In an increasingly photoshopped world it’s about damn time that a company got called out for setting an impossible standard of beauty. The Advertising Standards Authority in the UK did just that when they banned two L’Oreal advertisements featuring Julia Roberts and Christy Turlington.
Liberal Democrat MP Jo Swinson heralded the ASA’s decision, pointing out the blatantly obvious correlation between unrealistic advertisements and the rapid rise in eating disorders and body image dissatisfaction. She suggested that re-touched ads contribute to self confidence and body image issues, which may be the cause of the increased amount of eating disorders reported in the past 15 years and the fact that in the UK, half of the young women between the ages of 16 and 21 would consider plastic surgery.

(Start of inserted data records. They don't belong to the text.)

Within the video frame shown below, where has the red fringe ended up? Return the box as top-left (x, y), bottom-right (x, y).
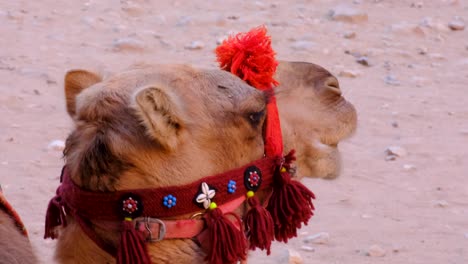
top-left (244, 196), bottom-right (275, 255)
top-left (267, 151), bottom-right (315, 242)
top-left (44, 195), bottom-right (67, 239)
top-left (117, 220), bottom-right (151, 264)
top-left (205, 208), bottom-right (247, 264)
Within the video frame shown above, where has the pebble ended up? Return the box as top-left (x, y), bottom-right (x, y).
top-left (418, 47), bottom-right (427, 55)
top-left (343, 31), bottom-right (356, 39)
top-left (432, 200), bottom-right (448, 208)
top-left (361, 214), bottom-right (372, 219)
top-left (338, 70), bottom-right (360, 78)
top-left (366, 245), bottom-right (386, 257)
top-left (403, 164), bottom-right (416, 171)
top-left (429, 53), bottom-right (446, 60)
top-left (411, 2), bottom-right (424, 8)
top-left (328, 5), bottom-right (368, 23)
top-left (419, 17), bottom-right (449, 32)
top-left (47, 139), bottom-right (65, 151)
top-left (276, 248), bottom-right (304, 264)
top-left (291, 40), bottom-right (315, 50)
top-left (384, 74), bottom-right (400, 86)
top-left (390, 22), bottom-right (426, 37)
top-left (184, 40), bottom-right (205, 50)
top-left (385, 146), bottom-right (408, 161)
top-left (448, 19), bottom-right (466, 31)
top-left (112, 38), bottom-right (145, 51)
top-left (356, 56), bottom-right (371, 67)
top-left (301, 246), bottom-right (315, 252)
top-left (460, 128), bottom-right (468, 136)
top-left (304, 232), bottom-right (330, 244)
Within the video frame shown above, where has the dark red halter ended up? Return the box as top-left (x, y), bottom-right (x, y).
top-left (44, 25), bottom-right (315, 264)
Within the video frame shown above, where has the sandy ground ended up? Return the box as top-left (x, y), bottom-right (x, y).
top-left (0, 0), bottom-right (468, 264)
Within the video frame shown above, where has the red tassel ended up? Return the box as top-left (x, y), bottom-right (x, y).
top-left (267, 151), bottom-right (315, 242)
top-left (244, 193), bottom-right (275, 255)
top-left (117, 219), bottom-right (151, 264)
top-left (205, 208), bottom-right (247, 264)
top-left (44, 195), bottom-right (67, 239)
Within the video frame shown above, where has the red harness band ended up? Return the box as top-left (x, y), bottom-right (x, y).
top-left (44, 27), bottom-right (315, 264)
top-left (0, 189), bottom-right (28, 237)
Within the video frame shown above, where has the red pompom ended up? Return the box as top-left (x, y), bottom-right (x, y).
top-left (216, 26), bottom-right (283, 157)
top-left (216, 26), bottom-right (278, 90)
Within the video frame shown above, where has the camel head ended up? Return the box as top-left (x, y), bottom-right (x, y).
top-left (56, 62), bottom-right (356, 263)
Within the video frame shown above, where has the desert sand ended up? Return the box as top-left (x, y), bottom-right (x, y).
top-left (0, 0), bottom-right (468, 264)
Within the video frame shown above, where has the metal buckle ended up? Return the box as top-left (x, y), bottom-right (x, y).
top-left (136, 217), bottom-right (166, 242)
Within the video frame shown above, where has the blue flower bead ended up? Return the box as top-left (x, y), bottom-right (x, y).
top-left (228, 180), bottom-right (237, 193)
top-left (163, 194), bottom-right (177, 208)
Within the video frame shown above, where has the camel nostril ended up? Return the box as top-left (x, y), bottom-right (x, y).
top-left (324, 77), bottom-right (341, 95)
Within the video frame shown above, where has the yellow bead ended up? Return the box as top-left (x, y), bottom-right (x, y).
top-left (210, 202), bottom-right (218, 210)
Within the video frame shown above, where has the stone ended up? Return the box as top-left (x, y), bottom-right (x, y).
top-left (176, 16), bottom-right (192, 27)
top-left (338, 70), bottom-right (360, 78)
top-left (112, 38), bottom-right (145, 51)
top-left (356, 56), bottom-right (371, 67)
top-left (276, 248), bottom-right (304, 264)
top-left (367, 245), bottom-right (386, 257)
top-left (429, 53), bottom-right (446, 60)
top-left (418, 47), bottom-right (427, 55)
top-left (389, 21), bottom-right (426, 37)
top-left (419, 17), bottom-right (449, 32)
top-left (304, 232), bottom-right (330, 244)
top-left (343, 31), bottom-right (356, 39)
top-left (291, 40), bottom-right (315, 50)
top-left (448, 19), bottom-right (466, 31)
top-left (411, 2), bottom-right (424, 8)
top-left (403, 164), bottom-right (416, 171)
top-left (184, 40), bottom-right (205, 50)
top-left (459, 128), bottom-right (468, 136)
top-left (432, 200), bottom-right (449, 208)
top-left (384, 74), bottom-right (400, 86)
top-left (385, 146), bottom-right (408, 157)
top-left (328, 5), bottom-right (368, 23)
top-left (47, 139), bottom-right (65, 151)
top-left (301, 246), bottom-right (315, 252)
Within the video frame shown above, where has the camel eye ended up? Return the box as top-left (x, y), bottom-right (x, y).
top-left (248, 109), bottom-right (265, 125)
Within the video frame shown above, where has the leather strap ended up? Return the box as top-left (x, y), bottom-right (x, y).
top-left (134, 196), bottom-right (245, 242)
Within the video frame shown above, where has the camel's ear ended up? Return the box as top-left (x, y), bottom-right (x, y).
top-left (134, 86), bottom-right (185, 151)
top-left (65, 70), bottom-right (102, 118)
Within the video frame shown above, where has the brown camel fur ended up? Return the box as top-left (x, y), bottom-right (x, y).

Unfortunately an advertisement cannot be banned simply for the fact that it induces low self-esteem and feelings of self-loathing in the 99.99% of the population that lack access to professional make-up artists, hair stylists, personal trainers, and plastic surgeons. Guy Parker, chief executive of the Advertising Standards Authority, said that they are only allowed to ban an advertisement if is overtly misleading, harmful, or offensive. In addition, if questioned, advertisers must be able to provide proof of the amount of “re-touching” that has been done to the photos in the advertisement. In this case, L’Oreal couldn’t (wouldn’t?) produce the documentation.
In response to the ban L’Oreal choose to stand by their declaration that the use of their products will in fact make your skin look like Julia Roberts’s skin, but were deliberately vague when asked to comment on how exactly a liquid foundation can perform such a seemingly impossible feat.